The 2023 Dodge Charger Is Full of Highs and Lows
The 2023 Dodge Charger offers a mixed bag for people interested in a large sedan. On the plus size, it provides generous seating space and easy-to-use controls, including a good infotainment system. Plus, there’s no mistaking the performance, which ranges from quick to gobsmackingly fast.
However, it’s also, well, old. The platform dates back to 2006 and, despite occasional updates, feels about as current as the band AC/DC. Not that there’s anything wrong with that. In fact, U.S. News still ranked it No. 2 in the large car category, even while calling out its various highs and lows.
The 2023 Dodge Charger offers incredible muscle car performance
Let’s get the V6 out of the way early. As the base engine, it’s perfectly adequate for the task, moving the Dodge Charger to 60 mph in about 7 seconds, according to U.S. News. Baby it on the road and fuel economy of up to 30 highway mpg is possible. However, most drivers don’t buy Chargers for the V6. Not when there is a range of V8 engines to choose from.
With either the mid-range 5.7-liter or 6.4-liter Hemi options, the Charger comes alive with a sweet exhaust rumble. Check the boxes for the range-topping Hellcat, and you’ve got a seriously quick car that can hit 60 mph in 3.5 seconds and smoke almost anything in a quarter-mile race. Gas mileage doesn’t fall off that much from the V6, with the less powerful V8s still returning as much as 16/25 mpg city/highway. However, the Hellcat struggles to break 12 mpg in the city or 21 mpg on the highway.
The modern Charger is functional but dated
The Dodge Charger is incredibly modern by 1973 muscle car standards but almost embarrassingly outdated by 2023 standards.
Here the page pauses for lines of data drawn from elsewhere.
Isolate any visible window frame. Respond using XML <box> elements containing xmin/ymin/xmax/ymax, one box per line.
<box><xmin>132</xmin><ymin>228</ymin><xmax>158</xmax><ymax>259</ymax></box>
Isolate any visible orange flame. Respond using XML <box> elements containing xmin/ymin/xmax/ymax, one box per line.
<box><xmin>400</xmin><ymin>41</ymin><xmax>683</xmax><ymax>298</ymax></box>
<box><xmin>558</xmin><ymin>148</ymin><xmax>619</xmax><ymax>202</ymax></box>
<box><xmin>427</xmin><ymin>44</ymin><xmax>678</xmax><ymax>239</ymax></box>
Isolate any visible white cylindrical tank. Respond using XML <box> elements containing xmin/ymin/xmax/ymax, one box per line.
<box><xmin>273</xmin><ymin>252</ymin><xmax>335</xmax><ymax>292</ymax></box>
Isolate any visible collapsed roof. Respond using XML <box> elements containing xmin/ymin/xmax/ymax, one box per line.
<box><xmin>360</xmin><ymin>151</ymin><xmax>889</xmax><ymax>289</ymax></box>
It’s a large, heavy sedan and drives like one. Steering is light but vague, and the suspension is either harsh or wallows, depending on the option package. Fortunately, the brakes are excellent and more than up for the job of stopping even the most powerful model.
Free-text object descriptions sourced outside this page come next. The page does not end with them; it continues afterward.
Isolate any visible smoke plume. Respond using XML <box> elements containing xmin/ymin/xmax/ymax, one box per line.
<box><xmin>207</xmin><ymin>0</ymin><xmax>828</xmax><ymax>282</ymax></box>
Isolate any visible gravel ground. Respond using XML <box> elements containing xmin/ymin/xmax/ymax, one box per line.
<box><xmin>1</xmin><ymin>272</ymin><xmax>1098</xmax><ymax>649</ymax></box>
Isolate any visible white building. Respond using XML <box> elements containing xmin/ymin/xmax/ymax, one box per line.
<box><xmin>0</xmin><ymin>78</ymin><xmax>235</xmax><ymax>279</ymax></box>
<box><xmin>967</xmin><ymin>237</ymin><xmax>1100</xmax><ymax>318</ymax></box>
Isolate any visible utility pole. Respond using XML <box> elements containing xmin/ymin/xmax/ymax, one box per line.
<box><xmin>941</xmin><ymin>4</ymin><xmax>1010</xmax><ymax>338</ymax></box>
Inside the 2023 Charger, it’s 2015, as that’s the last time it got a significant makeover. It’s quaint in a way, especially in an era with large touchscreens taking up room, but some of the surfaces are cheap looking and build quality is OK at best. That’s acceptable for the $34,000 SXT base model but not a $78,000 Hellcat.
Who should buy a Dodge Charger?
In its review of the 2023 Dodge Charger, Car and Driver said, “The Charger brings nostalgia to the full-size sedan segment, but after a decade of updates, its vexations can no longer be solved with more horsepower.” But that’s only half right.
More horsepower won’t solve the Charger’s shortcomings or make it better. Still, don’t discount the nostalgia factor. Without nostalgia, the original 1960s Dodge Chargers are thirsty, crude, under-braked barges that rusted out in five years. Yet, to people who owned one, there’s magic in looking at the car’s clean lines and remembering the good times.
The Charger has a loyal fan base of people who love old-school muscle cars. It appeals to them because they either remember the era fondly or missed the 1960s muscle car era completely and live vicariously through Bullitt and the Dukes of Hazard. It’s a car for people who feel a big V8 sedan makes sense, especially one that sounds like it belongs on the starting grid at Daytona.
However, people who say the Charger is a throwback to the heyday of muscle cars are also missing the point. What they fail to appreciate is the current Charger is the heyday of muscle cars. Bo and Luke Duke’s 1969 Dodge Charger couldn’t hold a tire iron to the current one. A 2023 Charger with the Scat Pack will out-accelerate, outrun, out-brake, and flat-out decimate the 1960s Charger in any category. So, while the 2023 model year may be long in the tooth, it’s also the best muscle car ever.